Chinese crop imports may be less than forecast

China’s corn conundrum

China shocked the oilseed market a couple of weeks ago when buyers there cancelled 600,000 tonnes of soybean imports.

The question is whether that signals a serious slowdown in oilseed demand.

Reuters polled 15 analysts and traders for their view of China’s soybean imports. The average of the results was that the Asian giant would in-crease its soybean imports in 2012-13 by only three percent, down from 15 percent last year and the slowest increase since 2006-07.

China’s imports account for 60 percent of the world’s soybean trade. That demand supports the price of all oilseeds, including canola.

However, Chinese crushers are running into financial problems. They got spooked by the U.S. drought and rising soybean prices. Worried that prices would climb higher, they started an aggressive buying program.

Then, when U.S. farmers actually harvested the crop, yields were not as bad as feared. Soybean prices began to soften. They fell more as it became clear South American farmers were seeding what will likely become a record large soybean crop.

Chinese crushers were stuck with commitments to buy expensive soybeans and they started posting heavy losses when the market fell.

China’s crushing industry is already weakened by excess capacity after a rapid crushing plant construction boom in recent years.

Capacity grew last year by 10 percent to an estimated 125 million tonnes per year, a huge surplus considering domestic consumption last year was 72 million tonnes.

Also, crushers say they expect meal demand from the livestock industry will weaken, as it often does after the Moon Festival holiday in early October.

While China’s demand growth for soybeans might have slowed, U.S. soybean exports so far this crop year are good.


Exports sales, both those outstanding and those already shipped to date this marketing year, are well ahead of last year at the same point. Total commitments are 27.045 million tonnes.

The U.S. Department of Agriculture’s target for the year is 36.61million, so there are still 9.56 million tonnes yet to be sold.

A drastic drop-off would weigh on oilseed prices and potentially in-crease the carryout at the end of the crop year. However, it is too soon to know if that will happen.

China’s rising oilseed imports have been a critical factor in oilseed markets for about a decade, and corn exporters have been waiting for the day that China can no longer meet its own grain demand.

China gave up on supplying its oilseed needs but still has a firm policy on being 95 percent self-sufficient in grain.

However, many analysts believe China is incapable of keeping up with its rising corn needs.

A Rabobank report from early this year projects that by 2015-16, China’s corn deficit will rise to 12 to 22 million tonnes from almost no deficit in 2011-12. The growing pork industry is the key driver for growing corn demand.

However, the Chinese government seems intent on not losing a grip on its grain self-sufficiency goal, even as it works out trade deals with Argentina and Ukraine to pave the way for corn imports from those countries, ensuring that it won’t be dependent on the United States if it falls behind in the production race.

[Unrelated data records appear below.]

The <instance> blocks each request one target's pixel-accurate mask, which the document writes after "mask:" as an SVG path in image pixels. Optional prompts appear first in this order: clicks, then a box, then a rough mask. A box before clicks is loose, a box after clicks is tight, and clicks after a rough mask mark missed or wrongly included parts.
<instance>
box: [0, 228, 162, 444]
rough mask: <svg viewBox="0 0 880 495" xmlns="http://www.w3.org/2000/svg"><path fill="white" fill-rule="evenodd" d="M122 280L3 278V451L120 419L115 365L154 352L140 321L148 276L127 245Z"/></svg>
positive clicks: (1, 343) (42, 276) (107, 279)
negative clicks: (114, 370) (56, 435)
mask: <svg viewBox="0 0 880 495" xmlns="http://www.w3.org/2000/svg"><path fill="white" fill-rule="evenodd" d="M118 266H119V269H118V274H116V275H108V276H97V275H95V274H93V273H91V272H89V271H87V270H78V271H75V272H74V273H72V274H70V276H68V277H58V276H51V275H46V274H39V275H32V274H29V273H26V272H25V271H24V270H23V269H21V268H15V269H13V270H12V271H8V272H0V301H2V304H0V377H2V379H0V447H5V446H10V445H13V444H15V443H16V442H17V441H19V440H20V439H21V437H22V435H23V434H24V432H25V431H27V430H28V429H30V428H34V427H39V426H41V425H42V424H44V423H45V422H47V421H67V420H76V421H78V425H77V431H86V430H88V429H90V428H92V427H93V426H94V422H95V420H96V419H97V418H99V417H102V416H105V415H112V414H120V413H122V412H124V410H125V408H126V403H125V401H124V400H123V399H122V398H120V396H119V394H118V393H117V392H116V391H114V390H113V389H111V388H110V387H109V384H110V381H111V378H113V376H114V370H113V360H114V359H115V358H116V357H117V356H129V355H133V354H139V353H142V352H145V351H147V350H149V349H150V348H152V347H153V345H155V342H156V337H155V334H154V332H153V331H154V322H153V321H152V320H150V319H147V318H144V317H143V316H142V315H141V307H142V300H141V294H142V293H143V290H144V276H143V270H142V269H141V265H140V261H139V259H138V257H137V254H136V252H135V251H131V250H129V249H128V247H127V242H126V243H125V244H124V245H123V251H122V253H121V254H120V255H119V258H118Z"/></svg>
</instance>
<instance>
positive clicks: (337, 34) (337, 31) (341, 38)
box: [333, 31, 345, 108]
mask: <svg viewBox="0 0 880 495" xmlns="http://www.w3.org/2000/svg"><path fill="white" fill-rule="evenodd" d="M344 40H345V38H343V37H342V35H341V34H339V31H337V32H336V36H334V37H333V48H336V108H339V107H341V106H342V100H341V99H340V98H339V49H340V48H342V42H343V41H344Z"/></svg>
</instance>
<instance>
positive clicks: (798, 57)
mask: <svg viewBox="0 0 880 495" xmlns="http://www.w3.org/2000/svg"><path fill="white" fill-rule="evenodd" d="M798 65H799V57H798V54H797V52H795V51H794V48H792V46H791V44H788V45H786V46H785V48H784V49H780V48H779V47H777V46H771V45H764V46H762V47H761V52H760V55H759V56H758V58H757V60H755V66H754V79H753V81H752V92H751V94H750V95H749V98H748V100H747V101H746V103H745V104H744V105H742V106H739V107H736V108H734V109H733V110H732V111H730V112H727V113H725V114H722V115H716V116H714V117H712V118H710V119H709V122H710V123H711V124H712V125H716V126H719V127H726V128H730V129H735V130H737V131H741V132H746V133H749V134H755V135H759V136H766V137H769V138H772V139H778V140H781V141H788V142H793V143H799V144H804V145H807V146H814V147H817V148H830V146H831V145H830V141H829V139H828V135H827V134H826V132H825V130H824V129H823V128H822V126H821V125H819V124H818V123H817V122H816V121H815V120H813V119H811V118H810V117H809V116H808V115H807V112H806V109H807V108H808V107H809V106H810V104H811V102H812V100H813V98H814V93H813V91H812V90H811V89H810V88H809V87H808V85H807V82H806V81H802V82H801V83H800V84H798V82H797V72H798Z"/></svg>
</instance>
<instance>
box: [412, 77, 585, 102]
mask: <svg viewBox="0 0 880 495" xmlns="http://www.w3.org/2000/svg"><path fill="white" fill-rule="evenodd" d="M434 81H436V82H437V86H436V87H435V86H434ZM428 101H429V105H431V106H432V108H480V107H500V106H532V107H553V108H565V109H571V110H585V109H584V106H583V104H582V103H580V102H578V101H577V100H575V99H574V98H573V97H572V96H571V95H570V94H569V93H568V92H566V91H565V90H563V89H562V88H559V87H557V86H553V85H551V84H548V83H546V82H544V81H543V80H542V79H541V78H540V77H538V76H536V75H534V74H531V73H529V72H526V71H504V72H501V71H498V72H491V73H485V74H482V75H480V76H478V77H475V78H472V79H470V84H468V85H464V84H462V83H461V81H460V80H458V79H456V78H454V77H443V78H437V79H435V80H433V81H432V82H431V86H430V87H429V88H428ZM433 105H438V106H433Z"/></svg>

Agriculture was discussed at the recent Communist Party of China congress in Beijing, where leadership was passed on to a new generation.

Agriculture minister Han Changfu said the next five to 10 years are a key period for the development of China’s agriculture sector, with production factors such as land, water and labour getting tighter.


“Beijing will breed a new type of agricultural player and develop large-scale mechanized farming,” Reuters reported Han as saying.

China’s corn yields average only 60 percent of those in the U.S., but they could catch up if they adopt the latest in seed technology.

However, they will have to make the change in conjunction with farm consolidation and a huge push to mechanization to make up for a lack of labour as young rural people head for the jobs, excitement and other opportunities in cities.

Xinhua, China’s official news agency, recently ran a story about a farmer in Jilin in northeastern China who joined a research and demonstration project using new seed varieties and technology to boost yields.

The farm’s production grew by 50 percent over the previous year.

The same story notes China has built more than 3,500 high-yield farms, each one covering about 1,600 acres of cornfields.

International seed companies such as Monsanto, DuPont Pioneer and Syngenta are also active in China, seeing potential to sell improved seed varieties. At least one company is optimistic that China can remain self-sufficient by adopting new technology.

“My view is that within the next seven to 10 years the gap in terms of demand and supply will probably be reduced to close to zero if the technology can reach the farmer,” Diego Diz, China corn marketing lead for Monsanto, told Reuters.

It looks like China’s rural population faces a total transformation in the coming decade.

Aside from discussions about technology, it means a jarring shift in the country’s agrarian culture. Beijing will need a deft hand to avoid social unrest.